Carbonate sources include dry solid carbonate and bicarbonate salts such as sodium bicarbonate, sodium carbonate, potassium bicarbonate and potassium carbonate, magnesium carbonate and sodium sesquicarbonate, sodium glycine carbonate, L-lysine carbonate, arginine carbonate and amorphous calcium carbonate.
The effervescent disintegration agent(s) of the present invention is not always based upon a reaction which forms carbon dioxide. Reactants which evolve oxygen or other gasses which are pediatrically safe are also considered within the scope. Where the effervescent agent includes two mutually reactive components, such as an acid source and a carbonate source, it is preferred that both components react completely. Therefore, an equivalent ratio of components which provides for equal equivalents is preferred. For example, if the acid used is diprotic, then either twice the amount of a mono-reactive carbonate base, or an equal amount of a di-reactive base should be used for complete neutralization to be realized. However, in other embodiments of the present invention, the amount of either acid or carbonate source may exceed the amount of the other component. This may be useful to enhance taste and/or performance of a tablet containing an overage of either component. In this case, it is acceptable that the additional amount of either component may remain unreacted.
In general, the amount of effervescent disintegration agent of the present invention useful for the formation of a dosage form according to the present invention should range from about 0% to about 10% of the final composition.

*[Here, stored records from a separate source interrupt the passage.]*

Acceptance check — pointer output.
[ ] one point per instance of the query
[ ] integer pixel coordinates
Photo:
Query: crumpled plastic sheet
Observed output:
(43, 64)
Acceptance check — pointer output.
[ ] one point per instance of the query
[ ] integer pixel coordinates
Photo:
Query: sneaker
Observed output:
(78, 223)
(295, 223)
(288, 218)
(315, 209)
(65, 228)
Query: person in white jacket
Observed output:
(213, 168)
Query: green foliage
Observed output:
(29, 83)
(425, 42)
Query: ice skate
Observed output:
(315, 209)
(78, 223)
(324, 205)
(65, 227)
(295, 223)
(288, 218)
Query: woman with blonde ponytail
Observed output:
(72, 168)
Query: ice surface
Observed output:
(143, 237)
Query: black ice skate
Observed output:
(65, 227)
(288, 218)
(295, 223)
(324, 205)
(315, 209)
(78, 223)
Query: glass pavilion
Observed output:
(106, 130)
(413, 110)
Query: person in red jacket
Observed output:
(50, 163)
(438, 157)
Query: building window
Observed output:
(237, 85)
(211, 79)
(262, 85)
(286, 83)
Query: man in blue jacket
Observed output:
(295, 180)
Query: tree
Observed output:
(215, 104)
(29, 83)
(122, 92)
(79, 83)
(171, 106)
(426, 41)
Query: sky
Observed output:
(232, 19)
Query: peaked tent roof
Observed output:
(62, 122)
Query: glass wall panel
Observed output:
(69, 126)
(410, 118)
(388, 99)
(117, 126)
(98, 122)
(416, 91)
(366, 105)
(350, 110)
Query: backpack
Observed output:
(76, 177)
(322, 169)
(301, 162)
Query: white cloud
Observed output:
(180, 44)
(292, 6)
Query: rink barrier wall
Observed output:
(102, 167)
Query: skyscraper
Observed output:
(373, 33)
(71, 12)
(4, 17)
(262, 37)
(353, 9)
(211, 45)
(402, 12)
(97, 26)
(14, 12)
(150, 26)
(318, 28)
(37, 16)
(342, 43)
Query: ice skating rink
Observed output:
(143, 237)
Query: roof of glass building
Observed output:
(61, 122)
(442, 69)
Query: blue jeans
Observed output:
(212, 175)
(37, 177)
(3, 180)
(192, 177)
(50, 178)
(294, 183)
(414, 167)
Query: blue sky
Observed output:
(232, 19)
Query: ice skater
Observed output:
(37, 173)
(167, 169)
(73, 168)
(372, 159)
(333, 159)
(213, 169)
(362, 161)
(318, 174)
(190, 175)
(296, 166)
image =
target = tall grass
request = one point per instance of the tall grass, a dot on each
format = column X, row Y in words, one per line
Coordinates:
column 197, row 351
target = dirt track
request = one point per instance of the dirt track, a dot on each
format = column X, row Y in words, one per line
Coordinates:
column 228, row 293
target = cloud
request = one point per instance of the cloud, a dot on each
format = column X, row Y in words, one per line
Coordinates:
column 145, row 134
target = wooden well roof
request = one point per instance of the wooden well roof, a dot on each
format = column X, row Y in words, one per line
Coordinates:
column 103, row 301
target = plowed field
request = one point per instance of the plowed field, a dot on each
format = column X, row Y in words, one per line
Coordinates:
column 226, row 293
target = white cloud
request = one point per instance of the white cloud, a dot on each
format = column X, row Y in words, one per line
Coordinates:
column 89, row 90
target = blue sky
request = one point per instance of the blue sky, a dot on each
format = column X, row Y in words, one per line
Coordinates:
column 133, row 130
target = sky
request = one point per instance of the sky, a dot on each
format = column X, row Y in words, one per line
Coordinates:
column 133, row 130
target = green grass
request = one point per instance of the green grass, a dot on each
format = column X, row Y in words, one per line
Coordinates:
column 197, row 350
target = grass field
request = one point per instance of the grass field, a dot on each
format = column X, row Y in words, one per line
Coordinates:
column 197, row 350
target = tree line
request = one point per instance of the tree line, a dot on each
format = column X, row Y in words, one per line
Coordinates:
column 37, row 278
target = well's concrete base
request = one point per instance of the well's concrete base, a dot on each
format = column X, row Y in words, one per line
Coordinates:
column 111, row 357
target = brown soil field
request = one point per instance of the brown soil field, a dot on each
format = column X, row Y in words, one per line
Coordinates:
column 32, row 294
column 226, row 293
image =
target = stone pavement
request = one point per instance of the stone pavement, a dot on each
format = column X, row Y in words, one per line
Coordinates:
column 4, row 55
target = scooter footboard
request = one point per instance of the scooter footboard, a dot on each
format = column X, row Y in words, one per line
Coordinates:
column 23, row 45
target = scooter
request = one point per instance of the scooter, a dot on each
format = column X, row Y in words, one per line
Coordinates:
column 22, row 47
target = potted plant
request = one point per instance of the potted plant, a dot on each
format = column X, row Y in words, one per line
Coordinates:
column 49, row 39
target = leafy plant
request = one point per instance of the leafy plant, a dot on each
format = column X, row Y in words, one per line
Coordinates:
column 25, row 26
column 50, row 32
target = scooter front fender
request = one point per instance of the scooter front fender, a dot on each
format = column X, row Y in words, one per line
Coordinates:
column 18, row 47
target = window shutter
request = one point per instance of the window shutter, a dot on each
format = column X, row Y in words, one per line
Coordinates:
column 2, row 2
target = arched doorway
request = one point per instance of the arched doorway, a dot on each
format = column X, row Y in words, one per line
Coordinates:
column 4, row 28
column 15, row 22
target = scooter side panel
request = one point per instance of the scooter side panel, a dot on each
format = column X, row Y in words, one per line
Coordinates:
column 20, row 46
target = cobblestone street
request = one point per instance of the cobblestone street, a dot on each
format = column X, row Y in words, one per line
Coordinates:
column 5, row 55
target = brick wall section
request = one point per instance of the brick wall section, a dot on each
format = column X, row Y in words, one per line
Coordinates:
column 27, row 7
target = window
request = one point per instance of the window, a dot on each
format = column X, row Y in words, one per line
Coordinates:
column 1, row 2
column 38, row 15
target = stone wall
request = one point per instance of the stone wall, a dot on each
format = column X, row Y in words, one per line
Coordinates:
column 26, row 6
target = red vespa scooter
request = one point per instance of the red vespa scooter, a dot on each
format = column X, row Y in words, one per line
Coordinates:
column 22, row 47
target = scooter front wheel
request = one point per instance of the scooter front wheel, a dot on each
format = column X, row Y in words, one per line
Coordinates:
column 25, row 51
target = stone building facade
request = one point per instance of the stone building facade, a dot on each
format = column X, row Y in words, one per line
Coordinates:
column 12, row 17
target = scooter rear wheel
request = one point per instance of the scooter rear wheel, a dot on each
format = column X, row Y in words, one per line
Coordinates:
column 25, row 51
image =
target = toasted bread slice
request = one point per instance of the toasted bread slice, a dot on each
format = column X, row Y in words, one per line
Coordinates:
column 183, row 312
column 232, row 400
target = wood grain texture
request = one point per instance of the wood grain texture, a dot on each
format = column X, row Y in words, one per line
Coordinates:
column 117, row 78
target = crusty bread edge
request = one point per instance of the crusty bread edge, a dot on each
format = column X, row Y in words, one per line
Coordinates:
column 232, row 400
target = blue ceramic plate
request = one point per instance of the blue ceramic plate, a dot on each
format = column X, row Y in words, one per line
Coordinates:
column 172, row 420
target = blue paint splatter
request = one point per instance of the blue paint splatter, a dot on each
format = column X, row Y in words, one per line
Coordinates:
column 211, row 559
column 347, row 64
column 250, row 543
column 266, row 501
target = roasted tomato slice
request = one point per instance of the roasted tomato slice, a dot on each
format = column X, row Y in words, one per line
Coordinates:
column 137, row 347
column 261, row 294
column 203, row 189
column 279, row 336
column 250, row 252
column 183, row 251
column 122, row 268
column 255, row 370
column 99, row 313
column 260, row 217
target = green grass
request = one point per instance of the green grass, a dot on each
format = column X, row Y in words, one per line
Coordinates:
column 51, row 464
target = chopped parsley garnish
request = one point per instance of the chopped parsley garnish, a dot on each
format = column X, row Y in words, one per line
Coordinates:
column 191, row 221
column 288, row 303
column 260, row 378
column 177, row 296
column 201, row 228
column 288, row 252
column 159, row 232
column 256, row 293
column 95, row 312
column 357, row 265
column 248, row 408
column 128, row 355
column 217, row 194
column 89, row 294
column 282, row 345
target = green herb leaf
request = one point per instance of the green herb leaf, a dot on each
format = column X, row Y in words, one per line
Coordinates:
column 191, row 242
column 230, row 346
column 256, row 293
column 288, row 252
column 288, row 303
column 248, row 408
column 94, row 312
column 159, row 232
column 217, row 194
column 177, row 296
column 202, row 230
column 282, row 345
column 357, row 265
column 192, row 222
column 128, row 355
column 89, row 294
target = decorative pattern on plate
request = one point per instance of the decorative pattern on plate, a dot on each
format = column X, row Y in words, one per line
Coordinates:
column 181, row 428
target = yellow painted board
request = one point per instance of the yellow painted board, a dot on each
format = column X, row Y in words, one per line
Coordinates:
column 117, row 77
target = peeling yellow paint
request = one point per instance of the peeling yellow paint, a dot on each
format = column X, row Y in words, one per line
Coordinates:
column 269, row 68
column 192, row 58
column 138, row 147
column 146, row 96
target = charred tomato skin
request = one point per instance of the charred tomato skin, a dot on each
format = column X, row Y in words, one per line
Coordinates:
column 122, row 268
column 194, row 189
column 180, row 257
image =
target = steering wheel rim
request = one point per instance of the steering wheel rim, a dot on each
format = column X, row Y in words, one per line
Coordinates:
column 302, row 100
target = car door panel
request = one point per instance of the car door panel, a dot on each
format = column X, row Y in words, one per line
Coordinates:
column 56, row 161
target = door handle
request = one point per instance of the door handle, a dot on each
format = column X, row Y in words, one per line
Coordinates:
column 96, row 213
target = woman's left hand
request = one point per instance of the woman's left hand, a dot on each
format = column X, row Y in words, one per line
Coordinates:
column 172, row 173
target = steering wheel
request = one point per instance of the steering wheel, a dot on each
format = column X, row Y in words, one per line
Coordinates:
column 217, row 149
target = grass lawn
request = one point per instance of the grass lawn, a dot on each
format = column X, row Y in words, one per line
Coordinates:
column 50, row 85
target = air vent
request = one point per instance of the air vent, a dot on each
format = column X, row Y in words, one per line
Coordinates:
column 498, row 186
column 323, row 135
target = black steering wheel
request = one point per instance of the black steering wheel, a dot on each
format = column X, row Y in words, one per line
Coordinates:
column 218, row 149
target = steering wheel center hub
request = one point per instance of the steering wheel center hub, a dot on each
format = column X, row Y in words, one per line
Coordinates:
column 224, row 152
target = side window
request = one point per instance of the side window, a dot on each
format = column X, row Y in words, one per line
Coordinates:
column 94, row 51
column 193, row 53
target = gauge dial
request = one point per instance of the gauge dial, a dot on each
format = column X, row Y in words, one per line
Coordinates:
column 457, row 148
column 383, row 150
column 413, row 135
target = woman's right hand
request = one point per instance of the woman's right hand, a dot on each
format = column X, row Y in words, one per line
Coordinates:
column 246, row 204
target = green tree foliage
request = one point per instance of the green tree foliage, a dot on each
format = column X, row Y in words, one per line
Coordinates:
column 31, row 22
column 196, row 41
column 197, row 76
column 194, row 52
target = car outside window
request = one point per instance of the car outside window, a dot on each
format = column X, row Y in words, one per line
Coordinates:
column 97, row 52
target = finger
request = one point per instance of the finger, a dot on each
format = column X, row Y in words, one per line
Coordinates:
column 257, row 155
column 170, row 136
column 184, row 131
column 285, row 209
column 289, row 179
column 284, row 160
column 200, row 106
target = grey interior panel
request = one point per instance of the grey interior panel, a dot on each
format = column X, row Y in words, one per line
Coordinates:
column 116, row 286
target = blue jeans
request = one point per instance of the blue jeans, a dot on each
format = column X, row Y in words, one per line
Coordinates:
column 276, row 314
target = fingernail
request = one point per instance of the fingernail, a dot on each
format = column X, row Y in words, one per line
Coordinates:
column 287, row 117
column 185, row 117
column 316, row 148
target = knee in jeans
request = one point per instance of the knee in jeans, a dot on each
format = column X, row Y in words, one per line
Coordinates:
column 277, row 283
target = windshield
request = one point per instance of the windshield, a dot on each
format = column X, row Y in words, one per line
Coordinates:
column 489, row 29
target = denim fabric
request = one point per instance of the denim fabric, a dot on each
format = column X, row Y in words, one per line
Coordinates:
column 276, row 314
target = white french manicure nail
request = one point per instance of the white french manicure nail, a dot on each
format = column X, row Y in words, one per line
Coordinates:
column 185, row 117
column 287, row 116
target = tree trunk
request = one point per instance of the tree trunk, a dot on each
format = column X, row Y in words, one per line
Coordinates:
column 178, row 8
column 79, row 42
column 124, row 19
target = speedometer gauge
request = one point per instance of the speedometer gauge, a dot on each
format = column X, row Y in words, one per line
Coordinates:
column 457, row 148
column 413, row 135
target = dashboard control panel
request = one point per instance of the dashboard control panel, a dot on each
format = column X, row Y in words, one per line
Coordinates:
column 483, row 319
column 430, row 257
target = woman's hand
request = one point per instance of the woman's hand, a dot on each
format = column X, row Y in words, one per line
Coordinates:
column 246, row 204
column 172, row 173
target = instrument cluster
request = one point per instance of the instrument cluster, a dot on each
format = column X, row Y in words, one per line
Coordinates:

Non-effervescent disintegrants can be anything known to be used as non-effervescent disintegrants. Some non-effervescent disintegrants that may be useful in the present invention include microcrystalline cellulose, (AVICEL® PH 200, AVICEL® PH 113, AVICEL® PH 101), AC-Di-Sol (Croscaramellose Sodium) and PVP-XL (a crosslinked polyvinylpyrrolidone); starches and modified starches; polymers; hydroxyalkyl cellulose such as hydroxymethylcellulose, hydroxypropylcellulose, and hydroxyopropylmethylcellulose, as well as compounds such as carbopol; sweeteners; clays, such as bentonite; alginates; gums such as agar, Arabic, xanthan, guar, locust bean, karaya, pecitin and tragacanth. Non-effervescent disintegrants may be used in conventional amounts and preferably in an amount of about 0% to about 15% by weight of the dosage form.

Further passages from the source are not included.